Penny’s first clue that life in Hog’s Hollow will be a little more permanent is when her mom opens the cupcake shop. Penny used to live in New York City with her mom and dad. Now her parents have split. She hoped it would be temporary. She loved her old life and now has to make a new one. Her big troubles began when she and her mom make cupcakes for the local “it girl”, Charity. An accident at the party sends cupcakes flying, filling the birthday girl’s hair with pink frosting. Charity decides to bully Penny, making her life miserable. Another problem, they like the same boy. Luckily another outsider, Tally befriends her. The two girls have much more in common than they realize.
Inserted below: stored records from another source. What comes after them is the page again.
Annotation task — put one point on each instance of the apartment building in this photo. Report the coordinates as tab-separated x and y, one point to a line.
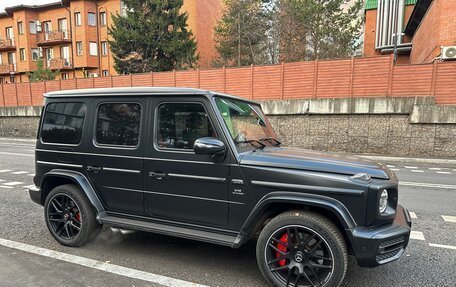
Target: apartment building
71	36
425	29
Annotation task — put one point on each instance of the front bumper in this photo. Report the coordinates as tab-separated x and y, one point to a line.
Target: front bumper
35	195
374	246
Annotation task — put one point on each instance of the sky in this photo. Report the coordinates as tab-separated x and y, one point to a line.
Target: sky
9	3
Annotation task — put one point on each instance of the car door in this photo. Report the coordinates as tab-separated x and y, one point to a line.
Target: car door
114	164
180	185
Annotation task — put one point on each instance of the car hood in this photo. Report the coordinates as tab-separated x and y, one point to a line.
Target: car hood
314	161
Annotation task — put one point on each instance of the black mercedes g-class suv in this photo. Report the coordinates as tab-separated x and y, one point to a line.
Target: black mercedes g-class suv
208	166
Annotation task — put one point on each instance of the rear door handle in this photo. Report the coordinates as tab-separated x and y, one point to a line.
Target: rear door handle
94	168
158	175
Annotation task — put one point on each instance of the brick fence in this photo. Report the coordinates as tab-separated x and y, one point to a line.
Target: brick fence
346	78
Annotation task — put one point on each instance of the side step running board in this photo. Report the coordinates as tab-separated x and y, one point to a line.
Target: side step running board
216	238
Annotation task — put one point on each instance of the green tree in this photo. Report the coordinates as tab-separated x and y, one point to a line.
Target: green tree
318	29
152	36
41	73
241	33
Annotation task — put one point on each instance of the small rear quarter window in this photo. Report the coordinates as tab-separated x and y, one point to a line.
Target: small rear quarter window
63	123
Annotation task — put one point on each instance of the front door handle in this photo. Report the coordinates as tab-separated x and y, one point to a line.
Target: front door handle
158	175
94	168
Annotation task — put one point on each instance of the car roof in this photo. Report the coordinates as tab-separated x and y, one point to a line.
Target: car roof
138	91
145	91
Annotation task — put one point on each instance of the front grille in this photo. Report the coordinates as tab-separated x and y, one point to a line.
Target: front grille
390	248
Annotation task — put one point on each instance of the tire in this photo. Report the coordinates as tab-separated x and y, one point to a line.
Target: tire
299	248
70	217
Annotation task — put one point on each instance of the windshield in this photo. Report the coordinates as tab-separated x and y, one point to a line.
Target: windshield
247	124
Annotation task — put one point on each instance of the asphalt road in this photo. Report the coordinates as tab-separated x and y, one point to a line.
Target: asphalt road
428	261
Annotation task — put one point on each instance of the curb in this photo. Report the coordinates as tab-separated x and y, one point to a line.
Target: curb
409	159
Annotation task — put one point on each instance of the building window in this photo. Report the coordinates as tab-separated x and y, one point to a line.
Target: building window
79	48
77	19
32	26
63	123
22	54
93	49
11	58
118	124
104	48
123	8
35	54
103	19
92	19
20	28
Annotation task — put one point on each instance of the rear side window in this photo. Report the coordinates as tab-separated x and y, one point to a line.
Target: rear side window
118	124
63	123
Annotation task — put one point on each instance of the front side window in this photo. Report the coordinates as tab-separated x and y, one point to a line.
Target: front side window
181	124
246	122
118	124
63	123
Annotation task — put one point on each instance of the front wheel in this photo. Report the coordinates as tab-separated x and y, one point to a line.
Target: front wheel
300	248
70	217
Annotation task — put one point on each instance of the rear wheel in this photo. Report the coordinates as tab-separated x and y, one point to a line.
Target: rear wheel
302	249
70	217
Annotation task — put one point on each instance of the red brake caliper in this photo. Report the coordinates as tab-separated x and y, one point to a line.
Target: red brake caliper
283	248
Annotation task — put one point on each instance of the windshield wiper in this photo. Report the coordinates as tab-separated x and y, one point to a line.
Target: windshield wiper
254	143
271	140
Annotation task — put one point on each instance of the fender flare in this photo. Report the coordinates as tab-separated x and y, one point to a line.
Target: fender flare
330	204
80	180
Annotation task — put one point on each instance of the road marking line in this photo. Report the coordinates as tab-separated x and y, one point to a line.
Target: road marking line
14	153
417	235
99	265
13	183
448	218
442	246
443	172
19	172
431	185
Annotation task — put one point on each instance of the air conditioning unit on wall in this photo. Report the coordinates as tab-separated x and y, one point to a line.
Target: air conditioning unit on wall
449	53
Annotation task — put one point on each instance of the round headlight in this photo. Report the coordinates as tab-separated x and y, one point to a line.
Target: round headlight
383	202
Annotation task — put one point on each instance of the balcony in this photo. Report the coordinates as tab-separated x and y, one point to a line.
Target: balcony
7	69
51	38
60	64
7	45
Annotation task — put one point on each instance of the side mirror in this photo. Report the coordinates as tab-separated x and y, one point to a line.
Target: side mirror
209	146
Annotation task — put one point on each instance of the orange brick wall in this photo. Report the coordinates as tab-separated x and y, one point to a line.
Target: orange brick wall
355	77
438	28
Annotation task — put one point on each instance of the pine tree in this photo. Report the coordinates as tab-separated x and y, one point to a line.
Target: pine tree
41	73
152	36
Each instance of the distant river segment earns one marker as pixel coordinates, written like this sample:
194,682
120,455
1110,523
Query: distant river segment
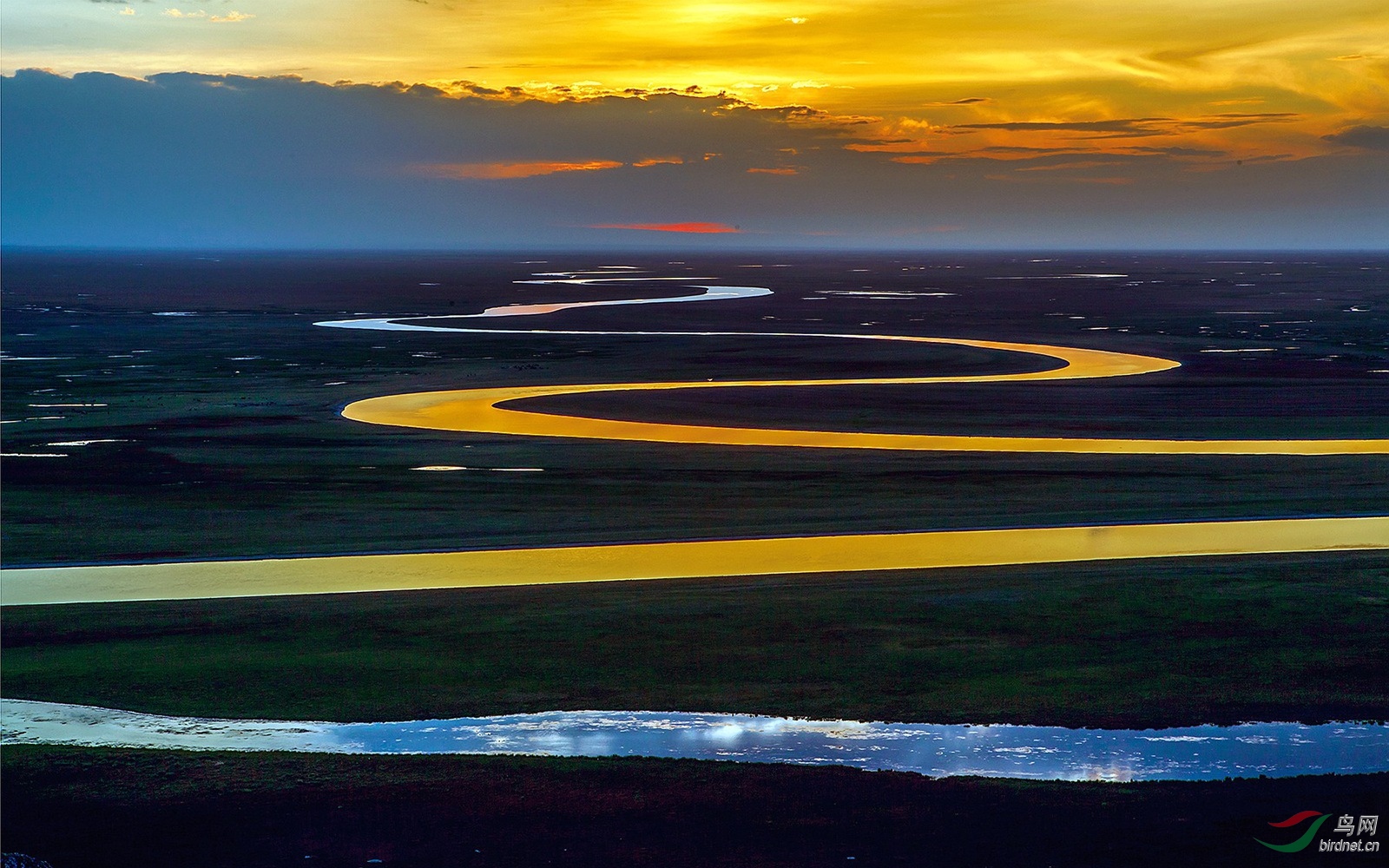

Penny must deal with bullies, building a new life and her feelings for a boy sometimes acts like he is interested and sometimes does not. The revenge Tally comes up with is very creative. They spin the bullying to make themselves look less bothered. Many teens will relate to one or more of the characters. I love the characters. Tally is strong girl who isn’t afraid to paint her hair wild colors. She has her own heartache, but builds a good life with her kind aunt. Charity is so nasty. What could make a girl so mean? I love reading about the different designs Penny has for the cupcakes. This book is good for a teen dealing with divorce or bullies.
Some ideas for discussing with teens:
Talk about the bullying Penny receives from Charity. Why is Charity so mean? Talk about how Tally spins the meanness and gets her revenge.
Marcus talks about what jolly rancher flavors say about a person. What is your favorite flavor? What do you think it says about you?
Penny says “In the City, I would dress to be noticed. Here I try to dress to disappear.” Discuss. What would make a person do either?
Why do you think Marcus ignores Penny in school but is friendly when they meet on the beach?
Marcus talks about how his father works on his planet sculptures as a something to do so he does not have to feel. Discuss.
Penny says she smiles when she thinks about Snowball. The bird lost both her wings but seems to be the happiest creature she’s ever met. Talk about adapting when you’ve lost something really important.
If teens want, they can talk about their own experience with their parent’s divorce.
Compare “the way life should be” with “the way life is.”